Processed foods also depress our metabolism. One study showed that when eating a whole–food diet vs. a processed–food diet with the same number of calories, post-meal energy output of the processed–food diet fell by a shocking 47% compared with the whole–food diet (Barr & Wright 2010). Such depressed metabolism most likely contributes to long–term weight gain. The bottom line? A whole food-driven diet is the optimal way to fuel mental and physical functional skills.
The important role of Exercise
My colleagues and I have, over the past several years, begun emphasizing functional physical activity training. In general, fitness professionals are focusing on the specific purpose of an activity. Moving the body through a variety of planes (torquing, flexing and balancing) more realistically mimics real-life activities of daily living
Dr. Peek also points out that much of this turn towards functional-movement reflects the desires of aging people to maintain the strength, endurance, balance and flexibility they need for a vibrant and independent lifestyle. Repeatedly, scientists have shown that successful aging and increased functional abilities result in optimal cardiopulmonary endurance, mobility, muscle strength and balance (Lin et al. 2016).

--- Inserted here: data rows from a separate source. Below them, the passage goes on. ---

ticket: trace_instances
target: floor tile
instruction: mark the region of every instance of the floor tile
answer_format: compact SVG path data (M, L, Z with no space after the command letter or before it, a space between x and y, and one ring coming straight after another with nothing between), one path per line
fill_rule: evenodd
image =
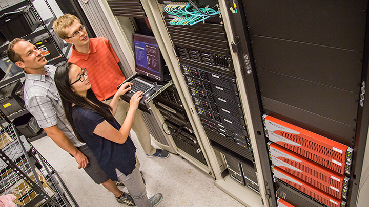
M212 177L181 156L172 154L167 159L148 158L134 133L131 137L137 148L148 196L159 192L163 194L158 206L242 206L216 187ZM58 172L80 206L126 206L118 203L102 185L95 184L83 170L78 169L75 160L51 139L45 137L32 144ZM126 188L119 188L127 192Z

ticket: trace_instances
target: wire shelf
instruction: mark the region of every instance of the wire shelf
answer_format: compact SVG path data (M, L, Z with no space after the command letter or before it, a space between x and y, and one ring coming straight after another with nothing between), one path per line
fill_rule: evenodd
M12 124L0 129L0 193L24 206L78 206L57 172Z

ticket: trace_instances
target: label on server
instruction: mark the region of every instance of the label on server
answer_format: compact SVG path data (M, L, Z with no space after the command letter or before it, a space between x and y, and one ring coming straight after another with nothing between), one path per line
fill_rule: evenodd
M337 203L337 202L335 201L334 200L332 200L332 199L330 199L330 201L333 202L333 203L335 204L336 205L338 204L338 203Z
M334 159L332 159L332 163L335 163L335 164L338 165L340 166L342 166L342 163L340 163L340 162L338 162L338 161L336 161L336 160L335 160Z
M227 101L225 101L225 100L224 100L224 99L221 99L221 98L218 98L218 99L219 101L222 101L222 102L223 102L227 103Z
M337 191L337 192L339 192L339 190L336 189L336 188L335 188L335 187L333 187L333 186L331 186L331 188L332 189L333 189L333 190L334 190L335 191Z
M223 88L222 88L221 87L219 87L218 86L215 86L215 88L219 89L219 90L224 90L224 89Z
M333 179L334 180L336 180L336 181L338 181L338 182L340 182L340 181L341 181L341 180L340 180L340 179L337 178L336 177L333 176L332 176L332 175L331 176L331 178L332 178L332 179Z
M224 109L223 108L222 108L222 110L223 111L227 112L228 113L231 113L231 112L230 112L230 111Z
M343 153L343 151L342 151L341 150L340 150L340 149L337 149L337 148L335 148L335 147L332 147L332 149L333 149L333 150L336 151L336 152L338 152L340 153L341 154L342 154L342 153Z

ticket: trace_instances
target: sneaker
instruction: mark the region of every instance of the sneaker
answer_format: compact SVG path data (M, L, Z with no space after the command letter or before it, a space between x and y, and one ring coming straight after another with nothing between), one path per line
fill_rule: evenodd
M129 206L135 206L136 205L134 204L133 199L132 198L131 195L127 193L122 193L121 195L119 198L117 198L114 196L117 201L118 203L125 204Z
M166 150L156 149L156 152L152 155L146 154L148 157L156 157L160 159L165 159L169 156L169 153Z
M161 202L161 200L162 200L162 195L159 193L154 195L154 196L150 198L149 201L150 201L151 206L154 207L158 205L159 203Z
M122 182L120 180L115 181L115 185L116 185L116 186L124 186L124 183L123 183L123 182Z

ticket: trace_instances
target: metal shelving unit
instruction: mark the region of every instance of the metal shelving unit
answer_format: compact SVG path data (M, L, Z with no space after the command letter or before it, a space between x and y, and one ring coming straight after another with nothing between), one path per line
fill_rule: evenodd
M12 194L24 206L78 206L57 172L9 124L0 129L0 193Z
M5 10L2 10L2 12L11 12L15 9L24 7L25 6L28 5L31 5L32 9L33 10L37 18L40 20L40 23L38 27L33 32L26 35L23 38L26 40L28 40L34 38L43 34L47 33L49 36L51 37L50 39L51 41L53 41L53 43L55 45L57 50L58 51L59 54L59 56L55 57L54 58L50 60L49 60L48 64L55 64L62 61L67 61L67 59L66 56L70 52L71 45L68 43L65 43L63 45L63 48L60 48L58 46L58 44L56 43L55 40L53 38L53 35L51 33L50 31L52 29L53 22L56 20L56 17L55 15L55 13L53 11L52 9L50 6L50 5L49 4L47 0L45 0L47 6L51 12L53 16L46 20L43 20L42 19L40 16L39 15L38 12L36 10L36 9L33 5L33 0L25 0L15 5L12 6L9 8L6 8ZM4 52L5 50L6 50L9 43L10 42L9 41L7 41L5 43L0 46L0 53ZM14 81L16 81L17 80L24 77L24 76L25 74L24 72L19 73L15 76L10 78L8 77L7 75L6 75L4 78L3 78L3 79L0 81L0 87ZM9 118L9 119L12 120L17 117L26 114L28 112L28 111L26 108L24 108L9 116L8 118ZM6 121L4 119L0 119L0 124L4 124L5 122L6 122ZM46 133L45 133L45 132L43 131L39 132L37 135L33 136L32 137L30 137L30 140L36 140L37 139L42 137L43 136L45 136L45 135L46 135Z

Functional fitness matters at every age, however. It affects both body and mind, starting in childhood, when aerobic activity has a profound effect on cognition, brain structure, academic achievement, behavior and psychosocial functioning outcomes (Lees & Hopkins 2013; Chaddock et al. 2011).
Where should we apply functional fitness? These days, growing numbers of fitness professionals worry that contemporary workouts are too domesticated and lack real-world challenges. So, try to go out. Go outside and walk and take advantages of the up hills and the down hills. The weather conditions change so working out outdoors simulates how we have to cope with changing weather throughout the seasons. Do you like to hike? Find trails, paths, wadis and valleys. And being outside you take advantage of communing with nature, getting bright sunshine and all its health advantages, and by all means, if you want to really relax your mind, leave your phone behind.
If a few times a week you can do a longer outdoor exercise session, don’t worry as much about staying aerobic the entire time. Yes, be sure you have at least 30-40 aerobic minutes, but also, throw in a staircase here and there (walking down slow, and up two at a time fast), Put in a few seconds of running here or there. Stop and occasionally do squats, lunges, sprints and broad jumps in order to get fit for life.
Even before the weight loss became significant, Ariella started going up and down the steps to her apartment without stopping and without getting out of breath. She could even do it while holding packages. One day during out time together, Miriam came in all excited as several times during the previous week she had babysit for her grandchildren and had no problem picking them up and holding them for a lengthily period of time. Yechezkel had come to enhance his ability to do the mitzvah of Kibud Av V’eim. After working out with me, he was able to easily help his disabled father in everything he needed to do including lifting him from place to place.
In a bad scenario, imagine having to escape an emergency situation of some kind and not having the physical ability to do it? So let’s resolve to exercise and eat well. Keep your focus on good health habits and increasing your ability for good daily function. In turn, you will enhance your enjoyment of life! Eating right and exercising for daily function will “add hours to your day, days to your year, and years to your life.”
The words of this author reflect his/her own opinions and do not necessarily represent the official position of the Orthodox Union.